Ask HN: Do you have any evidence that agentic coding works?

What “agentic coding” means in this thread

  • Most distinguish between:
    • AI as an assistant (pair programmer / fast typist / junior dev).
    • AI as an agent (planning, editing, testing, committing with some autonomy).
  • Almost everyone agrees: fully autonomous, unreviewed agentic coding is unsafe; human review is mandatory.

Where it works well (reported evidence)

  • Boilerplate, glue code, CRUD apps, small CLIs, internal tools, “monkey work” refactors.
  • Porting code between languages/platforms (e.g. C→Go, Java→Laravel, backends, extensions).
  • Performance experiments and prototypes where correctness is easy to check and bad code can be rewritten.
  • Sysadmin/devops tasks via CLI tools and MCPs (querying services, investigating spikes, debugging).
  • Greenfield apps in domains heavily represented in open source, especially with clear specs.
  • Several users report 2–10x speedups on personal or medium-scale projects when tightly supervising agents.

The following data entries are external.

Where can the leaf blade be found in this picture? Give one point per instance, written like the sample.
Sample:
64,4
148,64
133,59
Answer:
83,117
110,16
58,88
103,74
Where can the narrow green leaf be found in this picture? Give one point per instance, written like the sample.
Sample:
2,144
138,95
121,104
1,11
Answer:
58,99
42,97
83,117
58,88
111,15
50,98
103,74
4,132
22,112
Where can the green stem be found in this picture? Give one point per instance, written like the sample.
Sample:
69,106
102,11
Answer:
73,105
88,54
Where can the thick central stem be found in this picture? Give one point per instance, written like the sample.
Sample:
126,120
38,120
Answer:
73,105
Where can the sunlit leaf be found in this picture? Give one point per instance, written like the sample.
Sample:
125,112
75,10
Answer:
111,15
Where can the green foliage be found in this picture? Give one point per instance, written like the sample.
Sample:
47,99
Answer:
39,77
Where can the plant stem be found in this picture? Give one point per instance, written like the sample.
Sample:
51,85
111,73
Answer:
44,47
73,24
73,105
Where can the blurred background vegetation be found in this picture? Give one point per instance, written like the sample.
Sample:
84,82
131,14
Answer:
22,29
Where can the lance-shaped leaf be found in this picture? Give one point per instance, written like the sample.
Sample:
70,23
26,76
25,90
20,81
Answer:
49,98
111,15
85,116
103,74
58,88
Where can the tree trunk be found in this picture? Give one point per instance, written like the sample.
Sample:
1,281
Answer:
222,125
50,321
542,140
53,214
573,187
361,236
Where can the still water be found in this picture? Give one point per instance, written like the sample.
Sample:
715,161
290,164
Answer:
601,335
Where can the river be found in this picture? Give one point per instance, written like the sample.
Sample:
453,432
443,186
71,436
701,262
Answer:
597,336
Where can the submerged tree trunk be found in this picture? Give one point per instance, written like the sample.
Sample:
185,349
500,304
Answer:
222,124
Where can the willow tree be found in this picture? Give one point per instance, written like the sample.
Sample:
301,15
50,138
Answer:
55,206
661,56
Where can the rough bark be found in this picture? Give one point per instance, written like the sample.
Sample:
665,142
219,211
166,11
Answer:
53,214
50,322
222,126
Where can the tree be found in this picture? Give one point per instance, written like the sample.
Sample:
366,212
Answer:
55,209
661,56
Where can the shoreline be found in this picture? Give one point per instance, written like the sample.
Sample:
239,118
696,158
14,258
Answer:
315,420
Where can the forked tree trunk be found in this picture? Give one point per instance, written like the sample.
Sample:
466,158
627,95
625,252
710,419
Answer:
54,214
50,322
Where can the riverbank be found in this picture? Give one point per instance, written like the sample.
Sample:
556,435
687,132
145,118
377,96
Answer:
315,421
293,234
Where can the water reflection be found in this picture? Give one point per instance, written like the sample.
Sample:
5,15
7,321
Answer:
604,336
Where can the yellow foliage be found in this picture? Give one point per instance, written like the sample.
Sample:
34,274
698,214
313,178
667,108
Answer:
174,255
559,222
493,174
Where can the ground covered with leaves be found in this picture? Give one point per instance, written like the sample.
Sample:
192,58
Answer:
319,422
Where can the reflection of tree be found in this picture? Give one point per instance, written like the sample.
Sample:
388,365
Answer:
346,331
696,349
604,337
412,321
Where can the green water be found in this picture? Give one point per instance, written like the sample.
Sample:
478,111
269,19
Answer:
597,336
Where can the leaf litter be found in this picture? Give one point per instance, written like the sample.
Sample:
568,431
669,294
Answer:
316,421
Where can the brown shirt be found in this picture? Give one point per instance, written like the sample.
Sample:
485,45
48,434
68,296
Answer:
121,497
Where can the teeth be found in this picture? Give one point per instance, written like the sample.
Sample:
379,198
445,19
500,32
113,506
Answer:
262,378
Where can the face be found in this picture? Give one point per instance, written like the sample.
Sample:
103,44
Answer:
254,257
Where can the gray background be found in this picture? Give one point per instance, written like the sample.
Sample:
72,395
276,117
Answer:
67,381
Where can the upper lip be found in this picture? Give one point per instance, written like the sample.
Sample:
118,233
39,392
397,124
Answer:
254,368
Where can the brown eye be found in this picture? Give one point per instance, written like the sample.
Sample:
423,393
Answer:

Where it fails or becomes net‑negative

  • Large or complex systems requiring high‑level design, long‑term planning, or deep domain modeling.
  • Existing big codebases (especially huge monorepos) where keeping the agent “on the rails” is hard.
  • Situations where architecture, maintainability, and long‑term reasoning matter more than raw throughput.
  • Frontends and iOS are called out as particularly bumpy targets.

Testing, review, and quality concerns

  • Major failure mode: letting the AI write both implementation and tests (tests that always pass, “cheating” behaviors).
  • Code often works but is over‑engineered, messy, duplicated, or uses deprecated APIs.
  • Some argue speed outweighs technical debt (especially for throwaway/validation work); others stress that “debt must be paid,” if not by you then by someone else.

Workflows and practices that help

  • Use agents for small, well‑scoped changes; avoid broad, open‑ended tasks.
  • Always start with a plan; iterate on the plan before allowing code changes.
  • TDD-like loops: write/review tests as the spec, then let agents implement.
  • Maintain project docs for the agent (AGENTS.md/CLAUDE.md), logs, and explicit coding guidelines.
  • Use multiple passes/agents for review (e.g., “rule of 5” diverse reviews).
  • Abort and revert when the agent gets stuck or starts making subtle mistakes.

Scale, hype, and open questions

  • Big‑company anecdotes: heavy assisted use, but little evidence of fully agentic coding at scale.
  • Many see agentic coding as a powerful force multiplier if you already know what “good” looks like and treat it like managing a team of permanent juniors.
  • Others remain skeptical, calling much of the discourse FOMO‑driven marketing, with few reproducible, detailed success reports.